For me personally, the story was a professional disaster. What had been a good relationship with the Guardian’s Comment is Free page as a blogger was abruptly severed. I have tried under four different identities since then to comment-thread at the paper, but my ‘commenting privileges’ are always removed after a week or so – and I have never been given any explanation for that. The site notbornyesterday.org itself became the target of unbelievably vicious briefing in the ensuing weeks, including a deliberate attempt to ‘confuse’ me with the allegedly neo-Nazi blogger John M. Ward…a ‘mistake’ that five seconds of looking at the site would’ve corrected – to any visitor with an open mind. Not surprisingly, I still get this bonkers slander thrown at me when writing something controversial about the Left: when I’m attacking the Glazer family, Rupert Murdoch, the Barclay Brothers and David Cameron, of course the charge is absent.

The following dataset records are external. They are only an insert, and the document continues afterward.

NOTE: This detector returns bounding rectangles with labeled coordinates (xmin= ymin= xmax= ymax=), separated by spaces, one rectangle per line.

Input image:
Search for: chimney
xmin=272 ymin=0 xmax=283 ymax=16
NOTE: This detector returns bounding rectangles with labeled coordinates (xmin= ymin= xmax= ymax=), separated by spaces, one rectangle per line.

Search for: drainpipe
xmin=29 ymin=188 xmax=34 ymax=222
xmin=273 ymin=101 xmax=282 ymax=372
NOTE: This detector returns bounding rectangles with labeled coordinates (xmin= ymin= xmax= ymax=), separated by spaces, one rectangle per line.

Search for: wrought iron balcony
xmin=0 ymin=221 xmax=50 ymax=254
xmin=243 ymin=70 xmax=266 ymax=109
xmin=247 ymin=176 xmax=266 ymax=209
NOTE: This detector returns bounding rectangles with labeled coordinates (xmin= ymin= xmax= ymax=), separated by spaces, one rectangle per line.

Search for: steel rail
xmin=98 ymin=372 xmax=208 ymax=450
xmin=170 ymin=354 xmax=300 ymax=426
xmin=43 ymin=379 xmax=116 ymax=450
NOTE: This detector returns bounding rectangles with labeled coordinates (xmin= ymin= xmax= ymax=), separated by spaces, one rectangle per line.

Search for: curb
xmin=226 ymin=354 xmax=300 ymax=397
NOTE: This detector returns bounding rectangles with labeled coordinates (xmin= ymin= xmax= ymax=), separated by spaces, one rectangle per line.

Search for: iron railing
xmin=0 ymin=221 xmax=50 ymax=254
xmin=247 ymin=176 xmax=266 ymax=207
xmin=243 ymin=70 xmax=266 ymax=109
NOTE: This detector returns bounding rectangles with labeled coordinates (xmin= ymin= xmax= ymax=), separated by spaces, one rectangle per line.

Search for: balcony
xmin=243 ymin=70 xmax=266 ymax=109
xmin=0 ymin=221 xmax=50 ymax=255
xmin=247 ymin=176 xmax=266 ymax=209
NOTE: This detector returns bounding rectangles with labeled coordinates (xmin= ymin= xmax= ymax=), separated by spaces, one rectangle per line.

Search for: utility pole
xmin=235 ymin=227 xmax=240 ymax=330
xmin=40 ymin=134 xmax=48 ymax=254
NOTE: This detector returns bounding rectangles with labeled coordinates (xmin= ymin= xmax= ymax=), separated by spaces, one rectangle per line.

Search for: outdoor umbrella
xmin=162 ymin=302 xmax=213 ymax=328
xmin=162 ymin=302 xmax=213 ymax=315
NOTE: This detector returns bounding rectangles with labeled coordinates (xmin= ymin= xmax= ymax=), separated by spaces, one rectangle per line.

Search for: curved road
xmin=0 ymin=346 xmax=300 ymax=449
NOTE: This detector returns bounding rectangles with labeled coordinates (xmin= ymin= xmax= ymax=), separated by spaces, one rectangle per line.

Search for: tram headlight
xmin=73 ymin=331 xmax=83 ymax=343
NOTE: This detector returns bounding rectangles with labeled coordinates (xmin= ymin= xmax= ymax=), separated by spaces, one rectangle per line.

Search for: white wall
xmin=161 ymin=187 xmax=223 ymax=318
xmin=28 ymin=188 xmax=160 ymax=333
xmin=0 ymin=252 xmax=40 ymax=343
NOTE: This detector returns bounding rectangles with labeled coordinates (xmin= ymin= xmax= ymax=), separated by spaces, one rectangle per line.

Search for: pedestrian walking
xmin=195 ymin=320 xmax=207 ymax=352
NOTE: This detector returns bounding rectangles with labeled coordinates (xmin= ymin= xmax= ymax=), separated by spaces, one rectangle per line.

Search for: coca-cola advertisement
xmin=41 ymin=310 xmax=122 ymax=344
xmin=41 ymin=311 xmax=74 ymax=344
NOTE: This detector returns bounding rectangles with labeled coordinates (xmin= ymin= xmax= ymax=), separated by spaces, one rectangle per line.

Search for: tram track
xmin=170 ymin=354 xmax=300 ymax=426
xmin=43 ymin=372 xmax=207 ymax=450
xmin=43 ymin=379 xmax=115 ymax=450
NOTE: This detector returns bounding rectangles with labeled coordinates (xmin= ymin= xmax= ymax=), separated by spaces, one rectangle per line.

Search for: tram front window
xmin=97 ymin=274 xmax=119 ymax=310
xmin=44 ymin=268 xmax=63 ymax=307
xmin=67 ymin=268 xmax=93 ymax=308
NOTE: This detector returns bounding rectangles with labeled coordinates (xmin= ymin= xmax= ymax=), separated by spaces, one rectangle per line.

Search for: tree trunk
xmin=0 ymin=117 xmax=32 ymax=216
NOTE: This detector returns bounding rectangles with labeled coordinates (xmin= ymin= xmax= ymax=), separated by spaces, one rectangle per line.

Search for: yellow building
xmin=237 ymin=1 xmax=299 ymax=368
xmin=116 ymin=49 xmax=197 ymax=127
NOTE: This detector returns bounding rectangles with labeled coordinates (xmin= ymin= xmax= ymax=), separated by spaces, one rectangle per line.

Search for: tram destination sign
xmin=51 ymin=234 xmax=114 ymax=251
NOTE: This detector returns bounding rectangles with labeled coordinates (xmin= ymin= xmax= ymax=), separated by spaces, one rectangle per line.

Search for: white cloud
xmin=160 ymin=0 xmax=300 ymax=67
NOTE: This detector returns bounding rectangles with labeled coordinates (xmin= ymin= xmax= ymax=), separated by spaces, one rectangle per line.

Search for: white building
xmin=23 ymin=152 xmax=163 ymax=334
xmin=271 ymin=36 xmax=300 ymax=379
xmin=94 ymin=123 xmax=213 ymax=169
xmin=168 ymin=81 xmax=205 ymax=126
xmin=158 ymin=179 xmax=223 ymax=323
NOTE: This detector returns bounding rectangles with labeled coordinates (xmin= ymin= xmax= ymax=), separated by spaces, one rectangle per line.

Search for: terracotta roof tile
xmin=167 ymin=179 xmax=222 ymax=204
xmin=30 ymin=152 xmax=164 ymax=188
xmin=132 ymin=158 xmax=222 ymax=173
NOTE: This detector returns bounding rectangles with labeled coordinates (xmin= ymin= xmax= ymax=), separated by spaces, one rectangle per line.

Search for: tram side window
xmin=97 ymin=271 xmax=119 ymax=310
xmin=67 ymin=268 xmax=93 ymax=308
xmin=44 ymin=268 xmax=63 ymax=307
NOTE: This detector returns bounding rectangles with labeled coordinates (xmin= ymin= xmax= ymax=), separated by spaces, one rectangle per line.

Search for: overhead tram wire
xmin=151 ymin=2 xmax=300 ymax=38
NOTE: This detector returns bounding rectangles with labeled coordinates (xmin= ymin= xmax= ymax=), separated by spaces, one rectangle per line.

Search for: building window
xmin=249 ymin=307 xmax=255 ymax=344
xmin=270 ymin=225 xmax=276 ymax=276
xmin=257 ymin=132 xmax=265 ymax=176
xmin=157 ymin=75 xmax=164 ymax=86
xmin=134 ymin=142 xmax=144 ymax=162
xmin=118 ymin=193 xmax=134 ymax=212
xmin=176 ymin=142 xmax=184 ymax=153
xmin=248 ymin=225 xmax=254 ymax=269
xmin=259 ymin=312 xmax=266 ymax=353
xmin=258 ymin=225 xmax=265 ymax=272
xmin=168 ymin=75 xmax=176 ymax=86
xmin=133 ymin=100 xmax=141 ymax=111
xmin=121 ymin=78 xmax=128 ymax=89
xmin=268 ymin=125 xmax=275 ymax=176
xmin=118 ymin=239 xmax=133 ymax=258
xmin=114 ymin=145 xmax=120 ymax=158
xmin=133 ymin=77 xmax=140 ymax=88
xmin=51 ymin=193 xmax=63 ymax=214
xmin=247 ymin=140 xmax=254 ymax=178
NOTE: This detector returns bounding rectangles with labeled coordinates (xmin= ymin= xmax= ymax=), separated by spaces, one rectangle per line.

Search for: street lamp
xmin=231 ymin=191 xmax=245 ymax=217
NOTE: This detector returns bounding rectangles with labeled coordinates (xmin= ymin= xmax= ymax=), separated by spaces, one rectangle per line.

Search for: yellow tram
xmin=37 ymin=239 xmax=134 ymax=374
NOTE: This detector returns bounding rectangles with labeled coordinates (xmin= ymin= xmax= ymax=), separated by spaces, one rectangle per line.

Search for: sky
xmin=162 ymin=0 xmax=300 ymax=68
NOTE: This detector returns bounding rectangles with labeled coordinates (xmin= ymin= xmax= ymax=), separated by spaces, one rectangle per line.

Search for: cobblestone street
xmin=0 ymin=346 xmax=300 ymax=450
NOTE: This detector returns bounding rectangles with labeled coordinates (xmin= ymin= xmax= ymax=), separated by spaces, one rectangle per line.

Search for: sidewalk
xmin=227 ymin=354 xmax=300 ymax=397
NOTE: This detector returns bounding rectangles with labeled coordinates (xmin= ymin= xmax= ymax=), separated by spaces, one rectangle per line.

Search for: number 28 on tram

Thus after four years of meticulously building up a brand, I moved the site to Blogger, and changed its name to The Slog. There was further jiggery-pokery there when I began writing awkward things about Google….and so here I am today at WordPress, occasionally in the sin-bin – but on the whole once more regarded as reputable. The dishonesty, and vengeance, of those in the public eye, however, means it would never do to be  respectable; too often these days, it’s a euphemism for mouthpiece.